Ele também acha que está na hora de o Brasil reativar o
relacionamento com os EUA. "Por muito tempo os EUA foram vistos com
desconfiança, e com motivo, por causa de suas ingerências em questões
financeiras, de comércio e política interna dos países da região", diz.
"Mas hoje as circunstâncias são totalmente diferentes. O novo presidente
tem uma proposta de não ingerência nos assuntos dos países, de
multilateralismo. Ele representa muito do que nós queríamos. Podemos
adotar uma política de confiança."
A relação com a Casa Branca, que azedou após divergências no caso
de Honduras e do Irã, precisa ser resgatada, acredita a oposição. O
Brasil costurou com a Turquia um acordo para troca de combustível
nuclear do Irã. Para os EUA, o acordo era insuficiente e ameaçava o
consenso necessário à adoção de sanções contra os iranianos no Conselho
de Segurança da ONU. A posição do Departamento de Estado era que o
Brasil mostrava-se "ingênuo" e estava sendo usado pelo Irã - cujo
objetivo, segundo eles, era apenas ganhar tempo. A secretária de Estado
americana , Hillary Clinton, anunciou sanções um dia depois de o
Itamaraty comemorar o acordo com a Turquia - o que irritou profundamente
o governo brasileiro.
Essa decisão deu origem a várias críticas contra o presidente
Barack Obama. O governo brasileiro se sentiu traído pela Casa Branca,
que não esperou os resultados do acordo mediado pelo Brasil. Lula
entendeu que Obama estava dando um tiro no pé ao endurecer contra o Irã.
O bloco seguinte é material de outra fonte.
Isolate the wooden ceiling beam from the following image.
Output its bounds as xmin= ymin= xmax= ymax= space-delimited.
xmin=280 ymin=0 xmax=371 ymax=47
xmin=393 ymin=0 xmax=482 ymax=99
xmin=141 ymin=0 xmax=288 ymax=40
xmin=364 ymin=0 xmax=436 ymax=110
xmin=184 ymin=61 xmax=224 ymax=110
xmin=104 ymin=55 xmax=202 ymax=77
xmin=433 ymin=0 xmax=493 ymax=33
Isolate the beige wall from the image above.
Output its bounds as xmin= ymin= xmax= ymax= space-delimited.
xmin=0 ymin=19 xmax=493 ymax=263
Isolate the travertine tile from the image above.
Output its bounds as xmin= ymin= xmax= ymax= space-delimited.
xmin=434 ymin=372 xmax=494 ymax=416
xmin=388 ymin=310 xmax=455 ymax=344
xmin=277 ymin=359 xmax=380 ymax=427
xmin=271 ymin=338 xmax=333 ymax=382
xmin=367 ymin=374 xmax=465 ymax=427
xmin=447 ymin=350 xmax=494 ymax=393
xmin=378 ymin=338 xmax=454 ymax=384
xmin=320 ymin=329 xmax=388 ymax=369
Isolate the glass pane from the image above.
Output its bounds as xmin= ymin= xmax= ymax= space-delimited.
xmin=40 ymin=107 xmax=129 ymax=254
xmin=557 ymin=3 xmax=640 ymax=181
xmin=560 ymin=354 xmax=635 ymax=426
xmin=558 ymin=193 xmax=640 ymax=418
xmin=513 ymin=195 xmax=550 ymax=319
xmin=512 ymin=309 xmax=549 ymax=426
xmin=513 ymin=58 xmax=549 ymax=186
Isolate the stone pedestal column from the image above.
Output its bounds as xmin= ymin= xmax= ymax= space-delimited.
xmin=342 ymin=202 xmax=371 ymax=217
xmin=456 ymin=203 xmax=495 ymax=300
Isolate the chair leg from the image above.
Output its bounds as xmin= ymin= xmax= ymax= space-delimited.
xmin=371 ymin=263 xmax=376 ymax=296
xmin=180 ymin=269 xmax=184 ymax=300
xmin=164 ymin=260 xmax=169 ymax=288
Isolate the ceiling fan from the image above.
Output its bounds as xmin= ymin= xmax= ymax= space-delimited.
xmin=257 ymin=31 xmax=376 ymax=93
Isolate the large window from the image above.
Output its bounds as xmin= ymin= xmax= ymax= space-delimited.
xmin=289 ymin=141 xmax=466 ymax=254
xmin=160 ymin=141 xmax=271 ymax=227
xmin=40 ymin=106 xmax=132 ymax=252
"Não foi uma atitude de quem ganhou o Nobel da Paz", afirmou.
Outra divergência ocorre no caso de Honduras. Os americanos acham
que o Brasil tem sido duro demais com o presidente eleito, Porfírio
Lobo, e intransigente em sua defesa do líder deposto Manuel Zelaya - o
que estaria atrapalhando a reconstrução da estabilidade política dos
hondurenhos.
A Casa Branca vê os movimentos do Brasil com reservas. Uma das
consequências disso é que a visita de Obama ao País deve ficar para o
próximo governo. Amaral resume o impasse: "Não dá para ter uma política
de defesa da democracia em Honduras, e uma diferente em Cuba".